We Show Australia How to Tackle Housing Dilemmas
“While the debate about house prices is stuck in a holding pattern in Australia (with governments too scared to do anything too radical for fear of upsetting homeowners, and regulators averse to dealing with a problem that’s political in origin), the Kiwis just get on with it,” Crikey’s business and media commentator Glenn Dyer and political editor Bernard Keane write.
“The fact that it’s left to the financial regulators to do some hand-wringing about house price risks again illustrates the lack of political will to tackle housing in Australia. Macro-prudential tools have their place – especially when backed by a government-central bank agreement, as in New Zealand. But they’re only for treating the symptoms of the problem, not its structural causes.
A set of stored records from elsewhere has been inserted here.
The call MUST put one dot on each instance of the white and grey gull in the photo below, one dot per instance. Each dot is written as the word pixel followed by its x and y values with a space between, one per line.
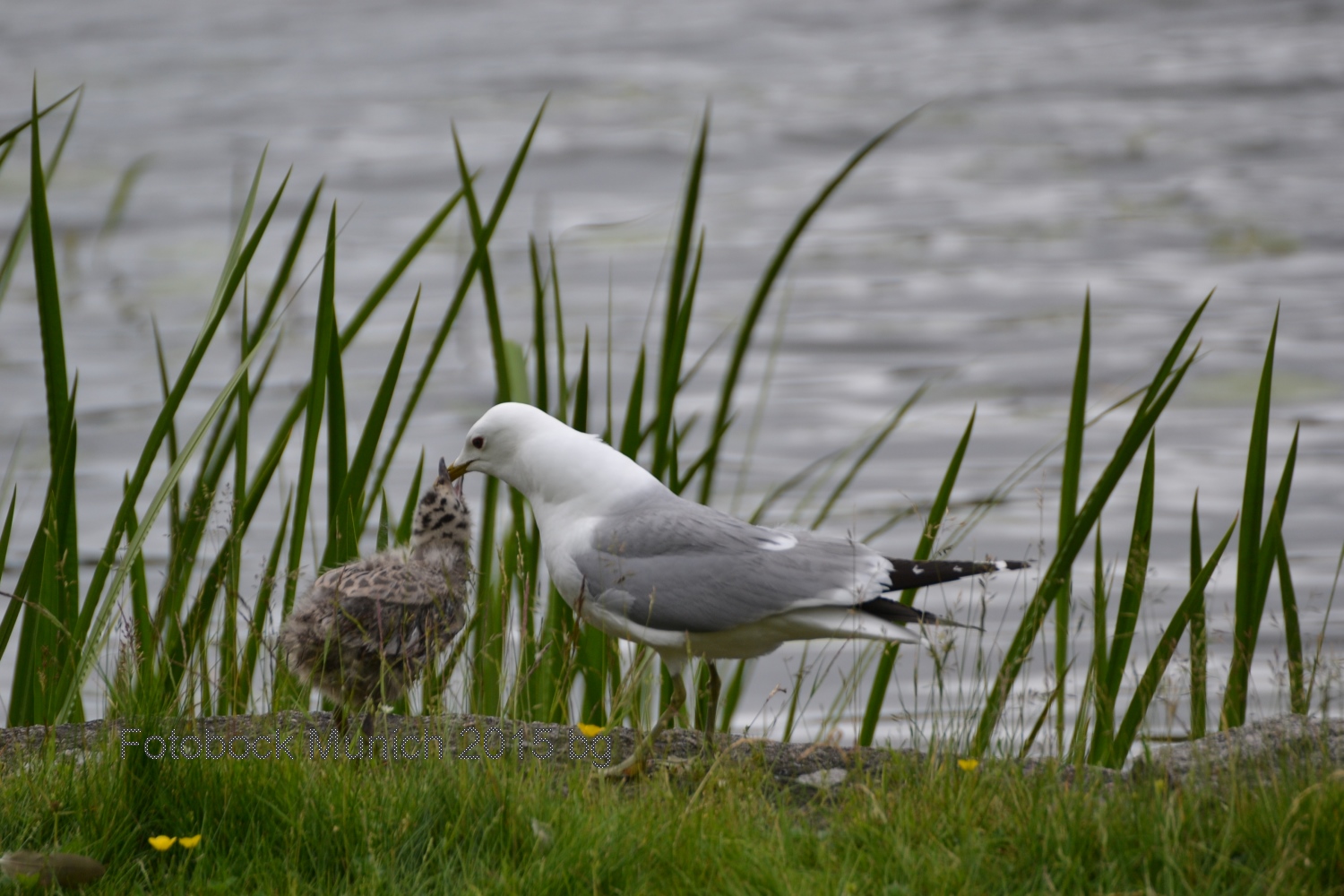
pixel 642 563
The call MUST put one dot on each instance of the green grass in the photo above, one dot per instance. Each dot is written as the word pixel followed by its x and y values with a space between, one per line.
pixel 507 826
pixel 523 653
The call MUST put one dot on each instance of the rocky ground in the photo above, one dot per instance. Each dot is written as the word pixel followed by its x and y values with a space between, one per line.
pixel 1261 745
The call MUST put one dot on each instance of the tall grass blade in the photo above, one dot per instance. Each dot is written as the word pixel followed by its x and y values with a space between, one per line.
pixel 99 629
pixel 1198 635
pixel 1292 634
pixel 1069 479
pixel 843 485
pixel 540 392
pixel 1145 417
pixel 459 297
pixel 48 296
pixel 1126 616
pixel 1193 603
pixel 674 341
pixel 1246 621
pixel 230 280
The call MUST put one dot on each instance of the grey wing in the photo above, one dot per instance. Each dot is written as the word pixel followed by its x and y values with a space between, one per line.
pixel 676 565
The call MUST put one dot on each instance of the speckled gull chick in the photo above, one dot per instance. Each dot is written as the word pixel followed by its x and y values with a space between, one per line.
pixel 367 630
pixel 642 563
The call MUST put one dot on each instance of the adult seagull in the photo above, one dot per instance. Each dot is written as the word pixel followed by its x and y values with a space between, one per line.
pixel 642 563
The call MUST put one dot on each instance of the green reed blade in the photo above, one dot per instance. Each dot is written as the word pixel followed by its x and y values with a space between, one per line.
pixel 145 640
pixel 384 530
pixel 18 239
pixel 230 279
pixel 242 425
pixel 261 605
pixel 1246 621
pixel 539 392
pixel 1193 603
pixel 1098 694
pixel 22 231
pixel 483 263
pixel 99 627
pixel 515 363
pixel 39 579
pixel 887 661
pixel 1145 417
pixel 773 495
pixel 48 295
pixel 1110 677
pixel 1069 493
pixel 324 343
pixel 733 694
pixel 4 538
pixel 629 443
pixel 1265 565
pixel 581 389
pixel 1292 634
pixel 121 196
pixel 562 383
pixel 11 613
pixel 338 450
pixel 762 293
pixel 867 454
pixel 406 520
pixel 1320 638
pixel 1198 635
pixel 7 137
pixel 394 273
pixel 1053 699
pixel 357 477
pixel 166 392
pixel 287 265
pixel 669 359
pixel 459 297
pixel 1136 573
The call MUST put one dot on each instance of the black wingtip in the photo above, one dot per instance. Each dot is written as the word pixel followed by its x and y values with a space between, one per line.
pixel 903 614
pixel 917 573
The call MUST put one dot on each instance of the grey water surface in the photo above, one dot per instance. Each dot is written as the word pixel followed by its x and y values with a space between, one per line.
pixel 1148 152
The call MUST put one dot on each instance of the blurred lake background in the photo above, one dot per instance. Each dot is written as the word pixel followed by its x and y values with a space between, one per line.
pixel 1145 151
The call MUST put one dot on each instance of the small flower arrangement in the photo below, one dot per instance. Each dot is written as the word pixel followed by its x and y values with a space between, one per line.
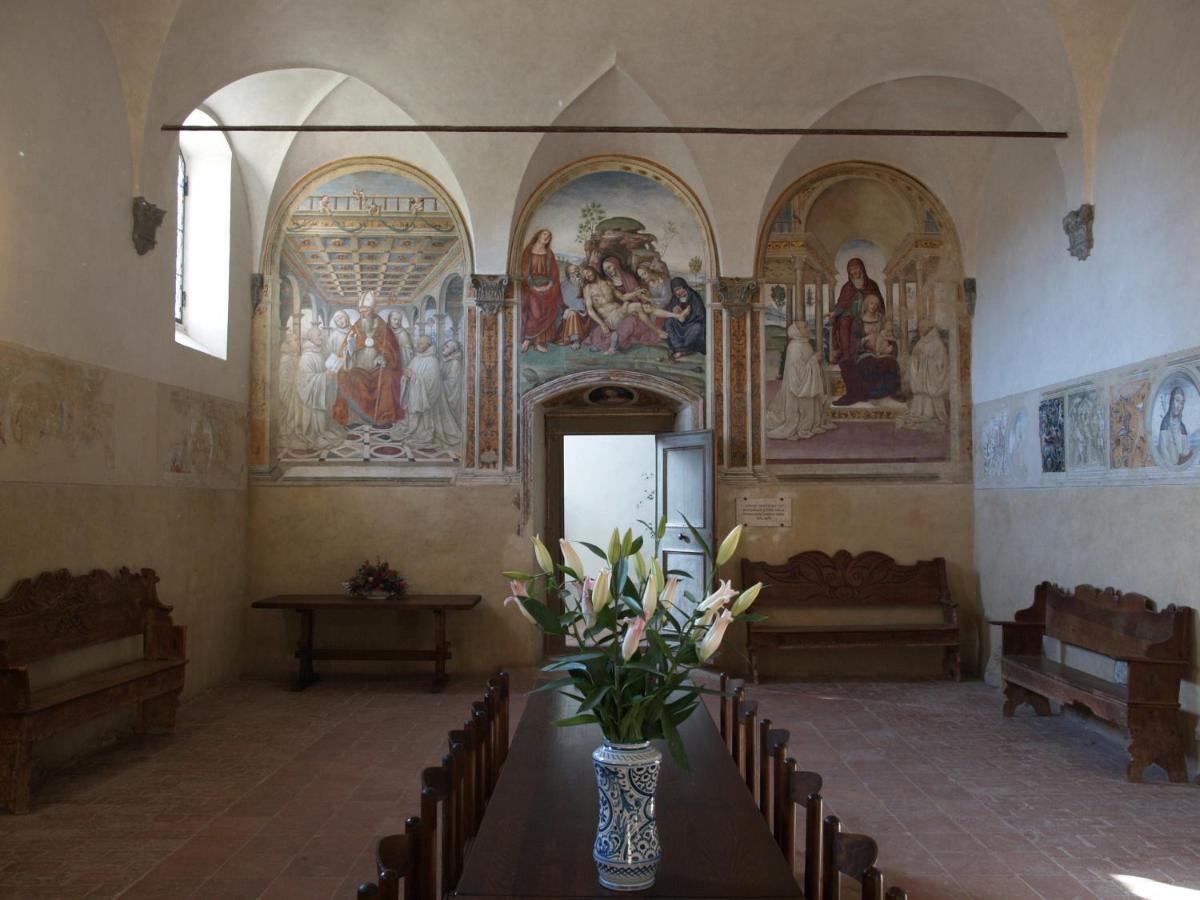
pixel 637 645
pixel 375 577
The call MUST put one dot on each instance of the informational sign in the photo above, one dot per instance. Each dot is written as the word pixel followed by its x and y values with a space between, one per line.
pixel 765 511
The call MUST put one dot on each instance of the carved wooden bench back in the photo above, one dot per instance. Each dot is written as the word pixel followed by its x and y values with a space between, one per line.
pixel 1113 623
pixel 57 612
pixel 869 579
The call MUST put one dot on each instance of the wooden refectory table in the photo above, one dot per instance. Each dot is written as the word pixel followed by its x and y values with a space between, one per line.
pixel 309 604
pixel 535 839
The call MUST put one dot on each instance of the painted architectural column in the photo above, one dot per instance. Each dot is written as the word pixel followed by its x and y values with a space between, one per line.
pixel 744 343
pixel 489 353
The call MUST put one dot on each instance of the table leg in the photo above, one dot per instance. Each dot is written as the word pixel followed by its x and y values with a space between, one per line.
pixel 304 651
pixel 442 649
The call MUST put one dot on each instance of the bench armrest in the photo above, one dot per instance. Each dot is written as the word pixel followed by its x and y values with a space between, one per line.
pixel 13 689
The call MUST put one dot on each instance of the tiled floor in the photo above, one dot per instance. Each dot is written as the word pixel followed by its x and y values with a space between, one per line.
pixel 263 792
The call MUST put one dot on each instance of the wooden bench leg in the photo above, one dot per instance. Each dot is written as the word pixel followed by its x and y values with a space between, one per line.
pixel 1155 738
pixel 157 714
pixel 1015 695
pixel 15 759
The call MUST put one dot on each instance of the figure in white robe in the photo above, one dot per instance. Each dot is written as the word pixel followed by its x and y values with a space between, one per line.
pixel 929 377
pixel 801 408
pixel 451 377
pixel 429 424
pixel 312 403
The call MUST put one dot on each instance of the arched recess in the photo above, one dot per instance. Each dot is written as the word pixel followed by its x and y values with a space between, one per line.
pixel 862 385
pixel 684 407
pixel 353 227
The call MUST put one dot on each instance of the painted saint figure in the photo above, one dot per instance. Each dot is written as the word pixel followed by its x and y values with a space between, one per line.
pixel 541 295
pixel 685 329
pixel 1174 443
pixel 801 408
pixel 370 381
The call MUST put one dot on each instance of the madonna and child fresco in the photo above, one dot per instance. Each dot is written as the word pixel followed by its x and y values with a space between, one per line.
pixel 611 273
pixel 858 371
pixel 370 360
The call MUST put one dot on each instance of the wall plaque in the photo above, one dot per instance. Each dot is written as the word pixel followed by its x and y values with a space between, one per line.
pixel 765 511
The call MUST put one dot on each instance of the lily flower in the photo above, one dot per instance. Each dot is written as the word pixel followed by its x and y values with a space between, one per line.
pixel 730 545
pixel 748 597
pixel 633 637
pixel 600 593
pixel 571 558
pixel 718 598
pixel 649 599
pixel 712 639
pixel 669 593
pixel 544 559
pixel 519 591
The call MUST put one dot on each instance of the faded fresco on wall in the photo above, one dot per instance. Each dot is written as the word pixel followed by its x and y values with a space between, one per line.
pixel 612 274
pixel 369 360
pixel 1174 420
pixel 861 283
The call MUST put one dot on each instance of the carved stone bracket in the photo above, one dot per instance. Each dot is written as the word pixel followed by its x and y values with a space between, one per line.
pixel 737 295
pixel 147 219
pixel 490 292
pixel 1078 226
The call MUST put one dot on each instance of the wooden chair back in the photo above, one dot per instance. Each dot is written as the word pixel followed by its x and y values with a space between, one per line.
pixel 395 863
pixel 803 789
pixel 853 856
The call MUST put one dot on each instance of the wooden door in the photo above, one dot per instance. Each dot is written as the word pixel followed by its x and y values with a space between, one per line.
pixel 685 495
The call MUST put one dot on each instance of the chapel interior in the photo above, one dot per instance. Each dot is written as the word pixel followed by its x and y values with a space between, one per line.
pixel 901 289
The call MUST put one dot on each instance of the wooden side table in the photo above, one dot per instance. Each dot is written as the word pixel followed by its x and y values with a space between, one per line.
pixel 309 604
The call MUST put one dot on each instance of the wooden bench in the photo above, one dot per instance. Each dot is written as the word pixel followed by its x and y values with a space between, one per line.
pixel 1123 627
pixel 58 612
pixel 815 580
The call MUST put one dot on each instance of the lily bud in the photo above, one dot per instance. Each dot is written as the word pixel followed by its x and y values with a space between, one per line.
pixel 544 559
pixel 730 545
pixel 712 640
pixel 571 558
pixel 748 597
pixel 600 595
pixel 649 599
pixel 633 637
pixel 672 588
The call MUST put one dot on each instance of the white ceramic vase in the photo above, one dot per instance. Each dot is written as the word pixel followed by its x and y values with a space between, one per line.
pixel 627 849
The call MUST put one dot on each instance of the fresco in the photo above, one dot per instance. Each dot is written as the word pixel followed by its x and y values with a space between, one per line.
pixel 862 322
pixel 1174 420
pixel 369 363
pixel 1050 432
pixel 612 271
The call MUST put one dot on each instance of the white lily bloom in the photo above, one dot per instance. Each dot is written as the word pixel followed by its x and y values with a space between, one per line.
pixel 571 558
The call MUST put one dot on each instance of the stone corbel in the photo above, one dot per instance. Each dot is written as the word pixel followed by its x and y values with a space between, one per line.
pixel 737 295
pixel 147 219
pixel 1078 226
pixel 490 292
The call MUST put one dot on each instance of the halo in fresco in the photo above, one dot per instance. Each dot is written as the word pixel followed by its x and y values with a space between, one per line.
pixel 369 360
pixel 612 273
pixel 1173 420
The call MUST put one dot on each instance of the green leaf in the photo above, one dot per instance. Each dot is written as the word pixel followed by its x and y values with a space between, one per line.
pixel 582 719
pixel 673 743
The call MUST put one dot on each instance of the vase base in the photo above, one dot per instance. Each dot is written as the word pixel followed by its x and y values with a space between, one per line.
pixel 627 877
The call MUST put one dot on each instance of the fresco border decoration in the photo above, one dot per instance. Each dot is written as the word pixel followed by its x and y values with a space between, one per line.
pixel 903 409
pixel 1114 429
pixel 377 234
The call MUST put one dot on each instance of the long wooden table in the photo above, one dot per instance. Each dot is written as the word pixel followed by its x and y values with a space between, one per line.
pixel 535 840
pixel 309 604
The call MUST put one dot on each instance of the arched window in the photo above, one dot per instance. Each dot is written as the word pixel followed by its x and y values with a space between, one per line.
pixel 202 253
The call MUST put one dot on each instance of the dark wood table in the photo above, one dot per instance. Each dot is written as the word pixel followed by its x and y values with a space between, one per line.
pixel 307 605
pixel 535 840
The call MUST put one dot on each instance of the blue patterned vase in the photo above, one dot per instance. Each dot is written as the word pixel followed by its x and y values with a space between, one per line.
pixel 627 850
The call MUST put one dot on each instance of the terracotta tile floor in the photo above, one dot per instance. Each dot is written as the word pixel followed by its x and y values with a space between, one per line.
pixel 262 792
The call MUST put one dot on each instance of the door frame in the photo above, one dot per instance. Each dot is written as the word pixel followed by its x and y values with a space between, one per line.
pixel 576 421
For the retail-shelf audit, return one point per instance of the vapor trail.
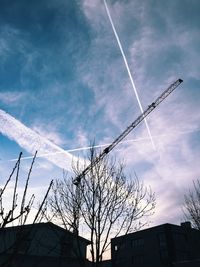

The Ardern government isn’t just relying on the RBNZ – it moved to abolish negative gearing (which enables investors to compete with owner-occupiers with taxpayer subsidies), treating the symptoms and the disease at the same time.
“Here we still have buffoons peddling the idea of inflating housing demand still further by throwing superannuation into the mix, and calls for the RBA to be in charge of house prices. It’s a political failure of will that will cost new homebuyers for decades to come.”
Original article by Glenn Dyer and Bernard Keane, Crikey, June 17, 2021.